The 780G looses in both test by a very small margin here. Throughout testing I was very happy with the 780G performance. The board was easily capable of keeping up with the gameing chipset, 570 SLI.
- FSB Frequency: 190 – 600Mhz in 1MHz Increments
- PCIE Frequency: 90 – 250Mhz in 1MHz Increments
- SB Reference: 90 – 150Mhz in 1 Mhz Increments
- CPU Voltage: 0.80v to 1.55v in 0.025v Increments
- NB Voltage: 1.1 to 1.2v in 0.05 Increments
- DRAM Bus Voltage: 1.7 – 2.5v in 0.05v Increments
There are not a whole lot of options for overclocking in the BIOS, but there is enough there to make some headway.
This board had a very stable bus speed, something the 570 SLI lacks. All the voltages are within AMD’s stated specs, which is a good thing.

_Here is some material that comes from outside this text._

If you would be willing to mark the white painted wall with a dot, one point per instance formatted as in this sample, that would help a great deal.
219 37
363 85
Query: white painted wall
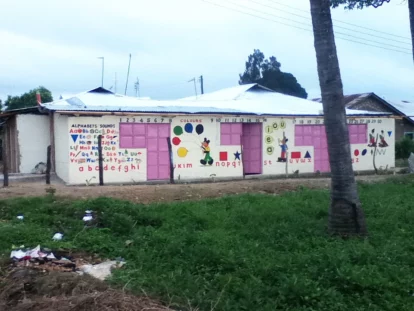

I was very surprized with the overclock. The highest bus speed I was able to obtain stably was 245. This means that if you happen to be running one of the slower CPU’s such as the X2 4200, you will be able to crank the chip to extremely high speeds. I was able to boot into Windows with my FSB at 250, but I could not get CPUz to load all of the way before the system crashed. I beleive that with more time it would be possible to acheive 250 FSB, but it will take some tuneing.
The Sapphire 780G motherboard was a unexpected surprize. It was easily capable of keeping up with the 570 SLI. The only real problem with this board is its inablity to run Crossfire. While it may run Hybrid Crossfire, it is nothing near the performance gain of true Crossfire. What you have to look at when you see this board is it falls into the cheaper mass market category. While true Crossfire would have been nice, for the price of this board I am not complaining at all.
Which addresses another selling point, price. This board is unparalled in price with it only costing a mere $54 USD. With that $54 you get a board that overclocks very well, and supports the latest AMD processors. This support includes the brand new Phenom II 940 and 920. If you paired a Phenom II 940 with a 4870 X2 you would have a top of the line gameing machine. In that sence this board really does not seem like a budget board, but what high end boards only cost $54? Put simply none. The Sapphire 780G motherboard is truely a hybrid of top end board and low range budget board.
+ Runs cool
+ Onboard HD 3200 graphics
+ Support for Phenom II
+ Decent overclocking result
+ Fits in MicroATX case
- RAM layout
- No PCI-E x1 slot
With a final score of 9 out of 10 the Sapphire 780G motherboard gets the Bjorn3D Golden Bear Award.